I love that, no, and so much of it makes a ton of sense for me. Like a ton of sense for me which is so like reading, for example, is like my best way of absorbing information. Like like just reading a book. Like I don't need to like watch a video and I don't need like a worksheet, I don't need. I literally just need to read a book and like I got it. So yeah, super interesting.

Speaker 1:

Yeah, perfect example of like that simple.
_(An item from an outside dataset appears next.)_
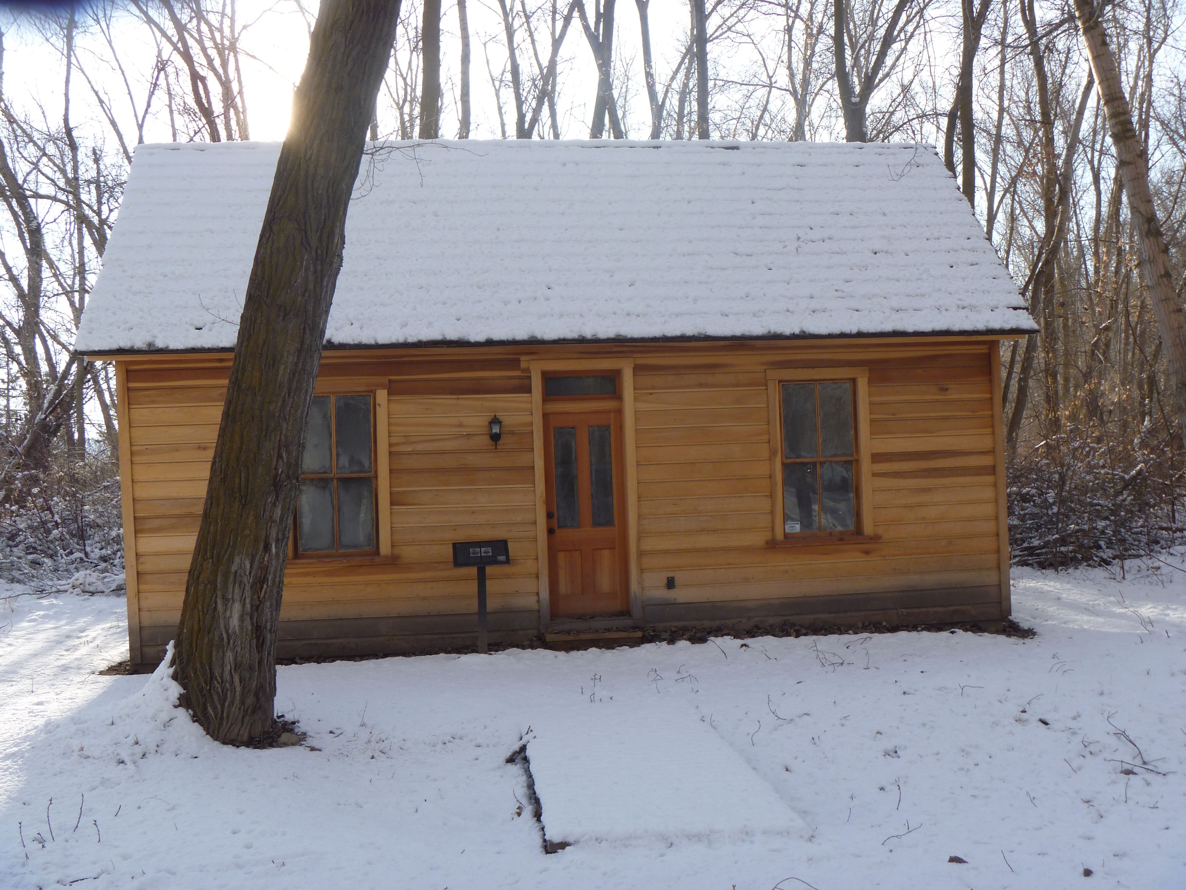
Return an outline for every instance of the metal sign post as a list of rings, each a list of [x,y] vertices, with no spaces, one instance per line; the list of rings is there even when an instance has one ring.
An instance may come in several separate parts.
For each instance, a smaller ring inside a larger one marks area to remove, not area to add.
[[[510,548],[502,541],[455,541],[453,543],[453,566],[478,567],[478,651],[485,655],[486,648],[486,566],[504,566],[510,562]]]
It doesn't have to be super layered and I don't need all of the bombardment of information, I just need the information. Let me read it on my own time. Um, let me slow down. Love that. So I have one final question. But before our final question, where can people connect with you? I know I've stalked your Instagram a little bit and you have so much great information, so where could people find you on Instagram and then otherwise?

Speaker 2:

Yeah, so definitely come say hi on Instagram and for any other projectors out there. I invite you to just like, truly come say hi. I mean, I read all my own messages and everything on my favorite part about, you know, connecting with other communities. It's like, oh my God, we get to meet, just like amazing women in the world and like one of the awesome things about being a part of this modern environment. So let me know something that like interests you or triggered you on the podcast, whatever. Like just come say aspirin. What if you're, if your butter is okay? Um, but yeah, stephanie Adler wellness, as Stephanie is with an F, so S T E, f A N I E Adler A D L E R wellness. Uh, on Instagram and then my website, stephanieadlercom. You know you can learn more about mineral testing or anything else like that. Um, and then my podcast, wisdom of the womb podcast is a place to.

Speaker 2:

I'm not super active on it right now, but um, it's a. There's plenty of old episodes in the archive that you can totally nerd out on all things gut health, hormone health, fertility, you name it.

Speaker 1:

Yeah, and if you send me that podcast that you reference, I'll link it down below too, and that way, um, they can have the link to the podcast, um, okay. So final question if you were standing on a stage and you had one message that you could share with the world, and you had one minute to share it, what would that message be?

Speaker 2:

That you were the expert of your own body. I think so often. Now we outsource our expertise to authority and we have created a society that is, like so afraid of everything that we're almost willing to take responsibility for nothing. And when we turn that on its head and we no longer are afraid of our body or our illness or anything like that, because we, like truly understand how to nurse ourselves and take care of ourselves and like understand how to read our instincts and our body, then, like, and we take responsibility for it, then we're no longer afraid. Like it's this beautiful self-fulfilling cycle and so own it, like own that you get to be the expert of your body more than your doctor, more than someone like me, but if it helps, like invest in books and courses or coach or whatever to help you figure out what are the missing pieces there, because your only limitation in terms of you know how you show up in this world is, like your willingness to let your body be your friend in this process, as opposed to something that's holding you back.

Speaker 1:

Thank you. That's really beautiful. I think it's really scary when our bodies like betray us right In quotes or when something goes wrong, and then we just get so afraid and there's a lot of mistrust. That happens whether we realize it or not. And remembering that you are the expert and your body knows how to heal itself, it's so wise and it might just need a little bit of support. But learning what's going on is is your power Totally. Yeah, love that. Thank you so much for coming on, Stephanie. This was such a fun conversation. Likewise, thanks for having me.